Tebet quer ver o bolsonarismo ‘varrido da face da Terra’

Simone Tebet critica o bolsonarismo e defende uma oposição racional no Brasil. Saiba mais sobre suas declarações e propostas.

Quinta, 18 de Junho de 2026 às 20:49, por: CdB

Tebet também afirmou, em entrevista ao canal de ultradireita ‘Jovem Pan’, que o Brasil precisa de uma “oposição racional”, independentemente do campo ideológico.

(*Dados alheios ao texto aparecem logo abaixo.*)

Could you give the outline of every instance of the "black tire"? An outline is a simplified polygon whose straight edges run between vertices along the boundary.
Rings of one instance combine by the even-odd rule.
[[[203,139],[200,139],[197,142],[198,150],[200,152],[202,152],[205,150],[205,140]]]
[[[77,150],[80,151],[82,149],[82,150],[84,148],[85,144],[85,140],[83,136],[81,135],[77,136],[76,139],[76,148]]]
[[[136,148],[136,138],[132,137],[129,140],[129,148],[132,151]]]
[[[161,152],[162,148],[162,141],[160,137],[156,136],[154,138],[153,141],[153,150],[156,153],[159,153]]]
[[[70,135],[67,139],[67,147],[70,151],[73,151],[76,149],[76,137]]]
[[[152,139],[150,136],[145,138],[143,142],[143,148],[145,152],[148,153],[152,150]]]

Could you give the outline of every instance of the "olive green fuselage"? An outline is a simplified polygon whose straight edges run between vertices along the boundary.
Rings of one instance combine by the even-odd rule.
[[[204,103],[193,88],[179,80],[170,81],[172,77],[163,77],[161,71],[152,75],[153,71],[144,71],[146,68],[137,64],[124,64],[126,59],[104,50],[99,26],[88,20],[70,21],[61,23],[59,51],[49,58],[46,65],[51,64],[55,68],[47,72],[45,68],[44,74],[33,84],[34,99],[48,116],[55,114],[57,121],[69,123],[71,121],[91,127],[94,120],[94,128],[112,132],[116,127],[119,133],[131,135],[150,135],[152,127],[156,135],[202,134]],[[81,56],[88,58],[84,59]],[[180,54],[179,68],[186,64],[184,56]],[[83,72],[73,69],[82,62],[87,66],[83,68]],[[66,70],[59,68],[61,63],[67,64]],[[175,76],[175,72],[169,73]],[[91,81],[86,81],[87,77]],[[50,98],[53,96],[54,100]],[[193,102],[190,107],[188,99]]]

Por Redação – de São Paulo

Ex-ministra do Planejamento e Orçamento, a ex-senadora Simone Tebet (PSB) afirmou, nesta quinta-feira, esperar que o bolsonarismo seja “varrido da face da terra e do país” para que a “verdadeira direita” volte a ocupar espaço no cenário político nacional.

Simone Tebet
Ex-ministra do Planejamento, Simone Tebet é possível candidata ao Senado, por São Paulo

Tebet também afirmou, em entrevista ao canal de ultradireita ‘Jovem Pan’, que o Brasil precisa de uma “oposição racional”, independentemente do campo ideológico. A ex-candidata à Presidência, em 2022, critica o que classificou como um projeto “sectário” e afirmou que disputas centradas apenas em poder não podem bloquear pautas consideradas relevantes para o país.

— O que não pode é um projeto muito sectário, muito específico de poder e não de país, paralisar os projetos relevantes do Brasil. Então, o que eu espero do futuro é que o bolsonarismo seja varrido da face da terra e do país, e que a direita conservadora, que é a verdadeira direita, volte a tomar esse papel que ela deixou de ter nesse protagonismo. Que ela volte a ter o protagonismo ao lado da esquerda e de partidos de centro — afirmou.

 

Polarização

Tebet deixou o cargo no governo em março para se desincompatibilizar e concentrar esforços em sua pré-candidatura ao Senado por São Paulo, em articulação ao lado do presidente Luiz Inácio Lula da Silva (PT). A ex-senadora, que se define como uma pessoa de centro, disse que não esperava chegar ao atual ciclo eleitoral com o Brasil ainda marcado por tamanha polarização.

Para ela, o debate público permanece preso a uma lógica ideológica que impede uma discussão mais profunda sobre os rumos do país.

— Mas, lamentavelmente, a polarização ainda está aí — concluiu.